We would like to thank the students who participated in this study during this unpredictable year. We extend our special thanks to Dan Burgess, MSISM, University of Michigan (O of M), ITS Teaching and Learning Service Owner for Learning Management; Zhen Qian, Teaching and Learning Application Develop Manager, and Catherine Crouch, Business Systems Analyst, Teaching and Learning Development, U of M for their helping recruit the participants for our study using Canvas.

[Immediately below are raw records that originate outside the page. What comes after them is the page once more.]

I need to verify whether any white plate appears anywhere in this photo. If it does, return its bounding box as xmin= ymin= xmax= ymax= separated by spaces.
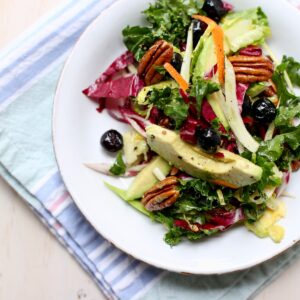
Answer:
xmin=53 ymin=0 xmax=300 ymax=274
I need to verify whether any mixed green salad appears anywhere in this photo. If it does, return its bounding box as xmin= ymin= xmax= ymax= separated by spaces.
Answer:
xmin=83 ymin=0 xmax=300 ymax=245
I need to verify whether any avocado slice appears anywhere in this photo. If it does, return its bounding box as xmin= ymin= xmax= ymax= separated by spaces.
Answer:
xmin=125 ymin=156 xmax=171 ymax=200
xmin=146 ymin=125 xmax=262 ymax=188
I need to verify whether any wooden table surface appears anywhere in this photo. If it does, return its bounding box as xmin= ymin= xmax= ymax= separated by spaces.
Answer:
xmin=0 ymin=0 xmax=300 ymax=300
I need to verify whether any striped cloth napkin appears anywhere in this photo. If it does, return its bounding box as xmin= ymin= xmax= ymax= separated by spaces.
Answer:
xmin=0 ymin=0 xmax=300 ymax=300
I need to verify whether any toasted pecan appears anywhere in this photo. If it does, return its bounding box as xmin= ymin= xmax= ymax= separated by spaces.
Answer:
xmin=138 ymin=40 xmax=173 ymax=85
xmin=142 ymin=176 xmax=180 ymax=211
xmin=229 ymin=55 xmax=274 ymax=84
xmin=228 ymin=55 xmax=270 ymax=63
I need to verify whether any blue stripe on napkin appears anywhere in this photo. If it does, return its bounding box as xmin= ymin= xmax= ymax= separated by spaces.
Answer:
xmin=0 ymin=0 xmax=300 ymax=300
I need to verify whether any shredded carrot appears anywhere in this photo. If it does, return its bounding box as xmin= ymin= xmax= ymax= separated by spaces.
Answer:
xmin=193 ymin=15 xmax=225 ymax=84
xmin=212 ymin=26 xmax=225 ymax=84
xmin=164 ymin=63 xmax=189 ymax=92
xmin=211 ymin=179 xmax=238 ymax=189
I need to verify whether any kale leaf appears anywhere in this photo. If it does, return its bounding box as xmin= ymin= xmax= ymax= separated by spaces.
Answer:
xmin=272 ymin=58 xmax=299 ymax=106
xmin=282 ymin=56 xmax=300 ymax=87
xmin=122 ymin=26 xmax=156 ymax=61
xmin=257 ymin=125 xmax=300 ymax=162
xmin=123 ymin=0 xmax=203 ymax=61
xmin=149 ymin=87 xmax=189 ymax=129
xmin=109 ymin=152 xmax=126 ymax=176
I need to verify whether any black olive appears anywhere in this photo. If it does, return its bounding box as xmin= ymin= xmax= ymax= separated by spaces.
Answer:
xmin=202 ymin=0 xmax=227 ymax=23
xmin=242 ymin=95 xmax=252 ymax=117
xmin=171 ymin=52 xmax=183 ymax=73
xmin=100 ymin=129 xmax=123 ymax=152
xmin=192 ymin=20 xmax=208 ymax=48
xmin=197 ymin=128 xmax=221 ymax=154
xmin=252 ymin=98 xmax=276 ymax=123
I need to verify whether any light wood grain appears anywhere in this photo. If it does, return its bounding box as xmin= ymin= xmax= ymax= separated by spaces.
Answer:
xmin=0 ymin=0 xmax=300 ymax=300
xmin=0 ymin=0 xmax=104 ymax=300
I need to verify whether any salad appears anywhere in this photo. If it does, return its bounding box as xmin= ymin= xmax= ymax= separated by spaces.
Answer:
xmin=83 ymin=0 xmax=300 ymax=246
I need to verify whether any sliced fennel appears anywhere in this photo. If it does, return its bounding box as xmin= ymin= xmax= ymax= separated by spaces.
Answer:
xmin=224 ymin=58 xmax=259 ymax=152
xmin=207 ymin=91 xmax=230 ymax=131
xmin=180 ymin=24 xmax=193 ymax=83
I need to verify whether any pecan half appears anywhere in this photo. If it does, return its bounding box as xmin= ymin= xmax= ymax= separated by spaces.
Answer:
xmin=170 ymin=167 xmax=179 ymax=176
xmin=142 ymin=176 xmax=179 ymax=211
xmin=229 ymin=55 xmax=274 ymax=83
xmin=264 ymin=80 xmax=277 ymax=97
xmin=292 ymin=160 xmax=300 ymax=172
xmin=138 ymin=40 xmax=173 ymax=85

This study showed that college students’ anxiety symptoms, depression symptoms, and poor sleep quality were at a moderate level on average in the midst of the Coronavirus pandemic, with female students being affected to a greater degree across all three variables than male students. Additionally, the association between increased mental health symptom severity and decreased sleep quality has shown to be significant across both genders. Future research should focus on exploring effective interventions to resolve increased mental health and poor sleep problems in a college student population. Colleges could use this study and other research on the topic of mid-pandemic mental health and sleep quality to conduct further investigations into the best methods of improving student quality of life.